Sunday, February 6, 2011
The raft adventures 1: Model making and photography.
I varnished the finished raft to keep it waterproof and got Heather to sew some simple sails and then, impatient to begin, placed it and its first two figures on a blue, crumpled-up sleeping bag to simulate the ocean and began to photograph it from all angles and in different lighting. Even in their raw, unmodified state the images I made on my new little Samsung T 70 were impressive. I now had a much more three dimensional craft to work with and more fully rounded characters to put into action. The moldable clay allowed the figures to be twisted and altered into a variety of poses. The raft was too large ( about 20 inches long) to cruise down the creek but the brimming pond afforded a large body of water and some interesting shorelines to explore. The next afternoon, with two more characters joining the crew, the raft set sail ( and it could really sail) on the calm and sometimes rippled surface of the pond. I began to photograph it.
Sure enough, as it sailed into the bull-rushes and I photographed it from above it did look like the model it was, but what interested me was that when it approached shore and I held the camera at water level, just as with the canoe series, the sense of smallness and model-ness receded. When I put a crew member in the bateau dinghy and she set out to tow a mooring line to shore the effect was increased. The little characters were no longer idle passengers but took on roles and reality. Close-up, they were still roughly hewn, but that did not matter, or more accurately it seemed just right. Model people on a model raft going about their real lives.
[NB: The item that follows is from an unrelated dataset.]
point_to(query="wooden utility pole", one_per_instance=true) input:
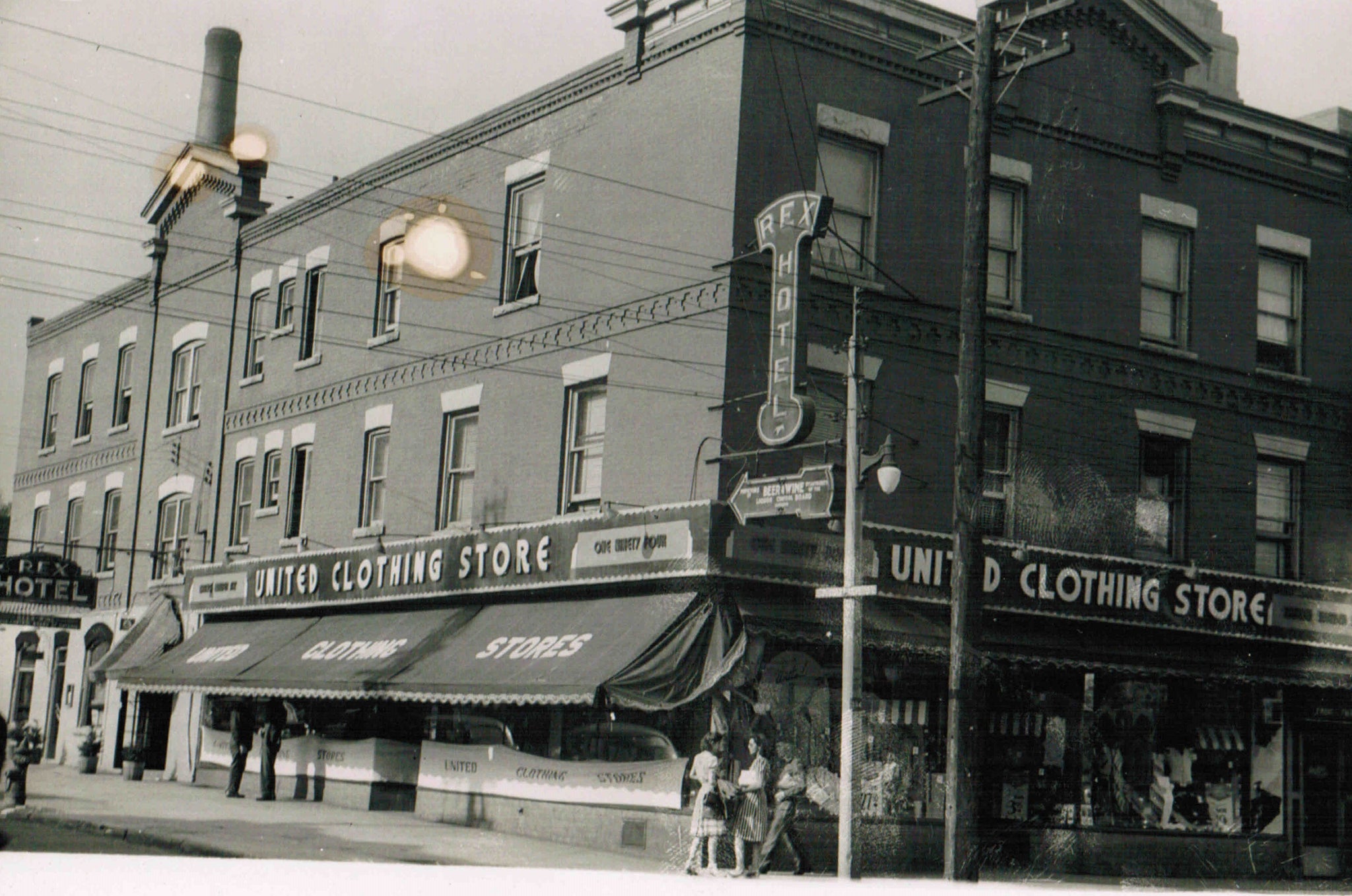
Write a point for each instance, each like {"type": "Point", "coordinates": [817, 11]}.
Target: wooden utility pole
{"type": "Point", "coordinates": [964, 687]}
I also needed to continue to keep working creatively as I went along. The night sailing image started simply enough. By darkening and making the image monochrome I achieved the first stage of ‘night’ and by tooling in a phosphorescent wake I had the raft moving across the dark surface which reflected a starry heaven. But the image, while semi-accurate to ‘reality’, lacked any real punch. It needed something more and when I placed the imaginary oil lamp at the masthead and lit the cabin from within, I finally had something. The golden light spilled out of the window, through the cracks, and touched the deck and a mast just enough to give the effect I wanted. How often on night watch have I myself glanced down the companionway hatch to drink in that same warm glow from the reading lamps of the crew below and then raised my eyes again to the windswept, star-filled sky and the faint curve of the horizon we were sailing endlessly towards.